Mauricio Pochettino believes Erik Lamela is finally showing his “real quality” at the beginning of what the Tottenham head coach admits is a crucial season for the winger.
Signed amid much fanfare for a club-record B#30million fee, expectations were understandably high when the 23-year-old swapped Roma for White Hart Lane.
However, Lamela flattered to deceive in his first two seasons in north London and it had seemed that Spurs might be tempted to cut their losses over the summer.
The Argentina international stayed put, though, and has belatedly started to impress on a consistent basis.
A man-of-the-match display in the win against Manchester City was followed by scoring in Thursday’s 1-1 Europa League draw in Monaco, putting a smile on the face of Pochettino.
“You know he has the potential, but the last two seasons were difficult for him,” the Argentinian said ahead of Sunday’s trip to Swansea.
“It is good for him and good for us that he is starting to show his real talent and his real quality.
“Always you need time and in football sometimes it is difficult to find the time to give the player, because always we expect quick and positive results from the player.
“We know this season is very important for him because it is true – after two seasons he needs to show his real quality.

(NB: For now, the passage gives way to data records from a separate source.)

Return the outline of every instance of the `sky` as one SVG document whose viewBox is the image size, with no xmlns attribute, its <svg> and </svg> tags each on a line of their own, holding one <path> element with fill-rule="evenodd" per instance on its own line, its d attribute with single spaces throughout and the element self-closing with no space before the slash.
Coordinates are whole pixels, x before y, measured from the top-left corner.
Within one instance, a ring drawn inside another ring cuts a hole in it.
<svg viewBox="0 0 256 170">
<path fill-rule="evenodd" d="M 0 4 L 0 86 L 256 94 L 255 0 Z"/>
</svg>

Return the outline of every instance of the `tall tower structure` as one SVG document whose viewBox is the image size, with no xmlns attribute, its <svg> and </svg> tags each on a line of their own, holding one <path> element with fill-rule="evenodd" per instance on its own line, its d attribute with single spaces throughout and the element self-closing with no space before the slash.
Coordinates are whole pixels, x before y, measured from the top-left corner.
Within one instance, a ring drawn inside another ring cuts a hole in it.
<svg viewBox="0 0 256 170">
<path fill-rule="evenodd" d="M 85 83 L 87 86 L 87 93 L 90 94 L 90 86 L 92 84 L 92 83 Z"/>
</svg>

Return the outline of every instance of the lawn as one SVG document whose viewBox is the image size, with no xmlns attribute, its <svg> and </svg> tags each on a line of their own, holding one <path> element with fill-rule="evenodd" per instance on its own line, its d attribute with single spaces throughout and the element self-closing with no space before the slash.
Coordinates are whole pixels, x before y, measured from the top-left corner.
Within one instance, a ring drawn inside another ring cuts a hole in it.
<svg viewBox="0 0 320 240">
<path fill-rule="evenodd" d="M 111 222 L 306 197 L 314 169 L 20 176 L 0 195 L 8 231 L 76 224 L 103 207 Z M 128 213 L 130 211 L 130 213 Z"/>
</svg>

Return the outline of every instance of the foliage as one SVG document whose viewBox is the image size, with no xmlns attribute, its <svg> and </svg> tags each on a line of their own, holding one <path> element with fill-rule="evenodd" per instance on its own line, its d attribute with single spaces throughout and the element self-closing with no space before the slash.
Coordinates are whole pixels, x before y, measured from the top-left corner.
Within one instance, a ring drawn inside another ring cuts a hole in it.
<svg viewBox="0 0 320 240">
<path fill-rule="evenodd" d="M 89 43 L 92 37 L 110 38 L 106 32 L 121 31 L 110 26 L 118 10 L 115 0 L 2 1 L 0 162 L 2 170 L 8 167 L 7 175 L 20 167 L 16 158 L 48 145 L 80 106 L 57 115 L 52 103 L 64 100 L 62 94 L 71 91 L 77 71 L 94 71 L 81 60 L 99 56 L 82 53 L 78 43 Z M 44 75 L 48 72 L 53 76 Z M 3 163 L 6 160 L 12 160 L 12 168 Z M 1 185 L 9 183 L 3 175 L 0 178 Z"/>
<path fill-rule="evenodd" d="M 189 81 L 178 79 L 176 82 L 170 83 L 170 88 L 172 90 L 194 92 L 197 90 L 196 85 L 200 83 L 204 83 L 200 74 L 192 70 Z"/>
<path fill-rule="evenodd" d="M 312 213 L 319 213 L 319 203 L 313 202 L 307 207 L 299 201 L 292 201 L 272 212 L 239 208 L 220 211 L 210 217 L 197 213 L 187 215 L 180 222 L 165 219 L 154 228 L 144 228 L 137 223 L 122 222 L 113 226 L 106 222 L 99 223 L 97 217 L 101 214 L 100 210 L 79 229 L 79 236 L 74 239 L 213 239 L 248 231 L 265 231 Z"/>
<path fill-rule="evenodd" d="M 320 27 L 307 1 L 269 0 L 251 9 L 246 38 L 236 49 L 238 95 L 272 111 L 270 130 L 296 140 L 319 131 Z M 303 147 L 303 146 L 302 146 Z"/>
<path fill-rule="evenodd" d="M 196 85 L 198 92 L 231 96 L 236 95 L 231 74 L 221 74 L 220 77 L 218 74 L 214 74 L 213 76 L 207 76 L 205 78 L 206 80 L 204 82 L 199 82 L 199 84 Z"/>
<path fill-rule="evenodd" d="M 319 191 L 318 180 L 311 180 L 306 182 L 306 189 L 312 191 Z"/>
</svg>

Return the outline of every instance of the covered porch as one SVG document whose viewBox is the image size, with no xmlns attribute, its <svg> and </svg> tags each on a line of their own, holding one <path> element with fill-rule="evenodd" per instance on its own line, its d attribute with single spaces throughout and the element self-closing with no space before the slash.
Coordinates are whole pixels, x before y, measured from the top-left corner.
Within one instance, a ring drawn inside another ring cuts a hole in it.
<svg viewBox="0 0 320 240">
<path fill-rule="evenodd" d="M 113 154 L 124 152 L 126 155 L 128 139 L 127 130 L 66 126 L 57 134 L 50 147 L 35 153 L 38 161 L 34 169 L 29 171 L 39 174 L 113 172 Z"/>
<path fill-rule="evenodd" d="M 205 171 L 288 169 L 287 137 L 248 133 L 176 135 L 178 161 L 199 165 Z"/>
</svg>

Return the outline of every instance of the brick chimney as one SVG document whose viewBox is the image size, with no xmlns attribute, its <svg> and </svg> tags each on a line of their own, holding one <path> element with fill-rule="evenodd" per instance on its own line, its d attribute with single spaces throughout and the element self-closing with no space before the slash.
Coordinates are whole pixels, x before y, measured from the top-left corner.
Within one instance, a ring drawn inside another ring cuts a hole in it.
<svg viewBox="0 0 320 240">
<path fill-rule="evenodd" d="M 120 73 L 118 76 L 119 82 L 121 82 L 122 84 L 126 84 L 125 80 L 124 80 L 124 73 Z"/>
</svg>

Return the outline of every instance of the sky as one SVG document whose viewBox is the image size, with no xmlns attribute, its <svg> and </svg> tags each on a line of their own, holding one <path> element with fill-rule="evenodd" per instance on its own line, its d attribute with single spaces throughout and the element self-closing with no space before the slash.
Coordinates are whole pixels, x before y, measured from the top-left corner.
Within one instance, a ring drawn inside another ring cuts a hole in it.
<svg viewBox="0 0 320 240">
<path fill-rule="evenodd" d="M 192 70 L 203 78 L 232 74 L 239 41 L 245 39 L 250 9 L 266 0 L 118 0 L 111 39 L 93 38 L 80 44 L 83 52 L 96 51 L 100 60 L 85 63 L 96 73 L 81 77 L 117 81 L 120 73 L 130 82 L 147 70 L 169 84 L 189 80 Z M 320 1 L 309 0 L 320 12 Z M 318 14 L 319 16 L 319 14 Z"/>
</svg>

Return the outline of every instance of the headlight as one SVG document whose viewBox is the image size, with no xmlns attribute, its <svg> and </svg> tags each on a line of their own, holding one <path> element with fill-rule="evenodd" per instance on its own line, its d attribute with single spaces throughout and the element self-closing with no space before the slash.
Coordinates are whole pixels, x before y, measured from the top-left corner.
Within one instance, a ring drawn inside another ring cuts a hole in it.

“Right now in his mind he is ready to deliver and I think that we can only help him to give an opportunity to show.”
Pochettino has been impressed by his compatriot, who took longer than most to get used to life in the Barclays Premier League.

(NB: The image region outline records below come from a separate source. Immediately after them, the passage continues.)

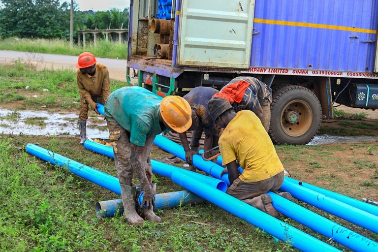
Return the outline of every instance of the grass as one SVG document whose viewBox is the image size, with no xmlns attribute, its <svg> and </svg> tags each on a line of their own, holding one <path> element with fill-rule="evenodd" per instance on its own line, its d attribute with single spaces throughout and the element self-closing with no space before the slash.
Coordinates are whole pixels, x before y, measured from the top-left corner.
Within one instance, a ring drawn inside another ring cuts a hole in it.
<svg viewBox="0 0 378 252">
<path fill-rule="evenodd" d="M 336 108 L 333 108 L 333 115 L 336 118 L 346 118 L 359 120 L 366 118 L 366 116 L 368 114 L 365 112 L 349 114 L 342 110 L 339 110 Z"/>
<path fill-rule="evenodd" d="M 85 48 L 81 46 L 69 46 L 69 42 L 63 39 L 30 39 L 11 37 L 1 40 L 0 50 L 50 53 L 64 55 L 78 56 L 83 52 L 92 52 L 96 57 L 110 59 L 127 58 L 127 44 L 120 44 L 104 40 L 97 41 L 96 46 L 87 43 Z"/>
<path fill-rule="evenodd" d="M 116 176 L 114 160 L 94 154 L 78 144 L 78 139 L 67 136 L 0 136 L 0 249 L 6 251 L 296 251 L 290 242 L 276 243 L 271 236 L 218 207 L 205 203 L 157 210 L 163 220 L 160 224 L 146 222 L 132 226 L 122 217 L 99 219 L 95 216 L 96 201 L 119 198 L 118 195 L 65 169 L 54 166 L 18 151 L 29 142 L 63 155 L 82 163 Z M 373 148 L 378 145 L 373 144 Z M 296 178 L 343 194 L 353 195 L 368 188 L 377 195 L 377 179 L 359 174 L 354 180 L 345 182 L 335 163 L 345 151 L 340 146 L 277 146 L 285 167 Z M 366 146 L 357 144 L 353 151 L 366 153 Z M 328 153 L 322 154 L 319 153 Z M 153 158 L 167 157 L 166 152 L 153 148 Z M 302 158 L 293 161 L 294 155 Z M 367 163 L 366 157 L 354 155 L 354 160 Z M 370 162 L 373 161 L 370 160 Z M 306 163 L 309 164 L 307 165 Z M 302 173 L 309 166 L 313 173 Z M 377 167 L 367 167 L 371 176 L 377 176 Z M 370 171 L 371 170 L 371 171 Z M 350 177 L 350 178 L 352 178 Z M 171 181 L 158 175 L 158 193 L 183 189 Z M 134 182 L 138 183 L 134 177 Z M 352 182 L 351 182 L 352 181 Z M 345 183 L 346 183 L 347 186 Z M 365 197 L 374 198 L 371 195 Z M 357 196 L 359 197 L 359 196 Z M 300 204 L 300 202 L 298 202 Z M 309 207 L 323 215 L 371 239 L 371 232 L 339 218 Z M 282 220 L 314 237 L 346 250 L 343 246 L 283 217 Z M 347 250 L 346 250 L 348 251 Z"/>
<path fill-rule="evenodd" d="M 21 117 L 20 113 L 17 111 L 12 111 L 8 113 L 6 116 L 0 117 L 0 120 L 6 120 L 12 123 L 17 123 Z"/>
<path fill-rule="evenodd" d="M 36 71 L 34 67 L 16 61 L 11 64 L 0 65 L 0 103 L 23 100 L 20 109 L 80 109 L 74 71 L 46 68 Z M 126 82 L 111 80 L 110 91 L 126 85 Z"/>
<path fill-rule="evenodd" d="M 113 160 L 85 150 L 76 139 L 0 137 L 0 158 L 4 160 L 0 164 L 3 251 L 290 251 L 209 203 L 157 211 L 164 220 L 161 224 L 132 226 L 122 217 L 97 219 L 95 202 L 119 195 L 17 151 L 28 142 L 116 176 Z M 158 193 L 182 189 L 157 177 Z"/>
</svg>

However, Lamela is in good company when it comes to teething problems in a new country, with his manager pointing to the struggles endured by one of the greats of the modern game.
“Zinedine Zidane arrived at (Real) Madrid in his first season and the supporters blamed him,” Pochettino said. “He found it difficult and he was Zidane.
“Lamela is still young, 22 or 23, and sometimes you need to create a good dynamic in the team and around the training ground to help some players.
“He has come from Italy, he is Argentinian, he has no good English and it is difficult to settle in a different culture and a different team with a different style of football.
“Not many players who come from Italy have quick success in England. It is very difficult.
“Italy is very difficult. Spain and France are more similar to English football, so players who come from France, for instance, settle more quickly.”
Moving within a country is obviously easier still, but the ease with which Dele Alli has adapted to life in the top-flight has been remarkable.
The 19-year-old has shone for Spurs this term and been rewarded with a first England call-up, just five months after the midfielder was playing in League One.
“We need to look after him and use our experience,” Pochettino said. “It is an important thing that the England call up does not change his life.
“He is the same player, he must keep his feet on the ground.
“This is our real job, together with the national team and Roy Hodgson and his staff.
“It is very important for him to play on the national team, he will need to work a lot and keep the similar behaviour he has shown this time.
“The timing is now and we need to look after him because that is the decision of the national team and we need to back him.”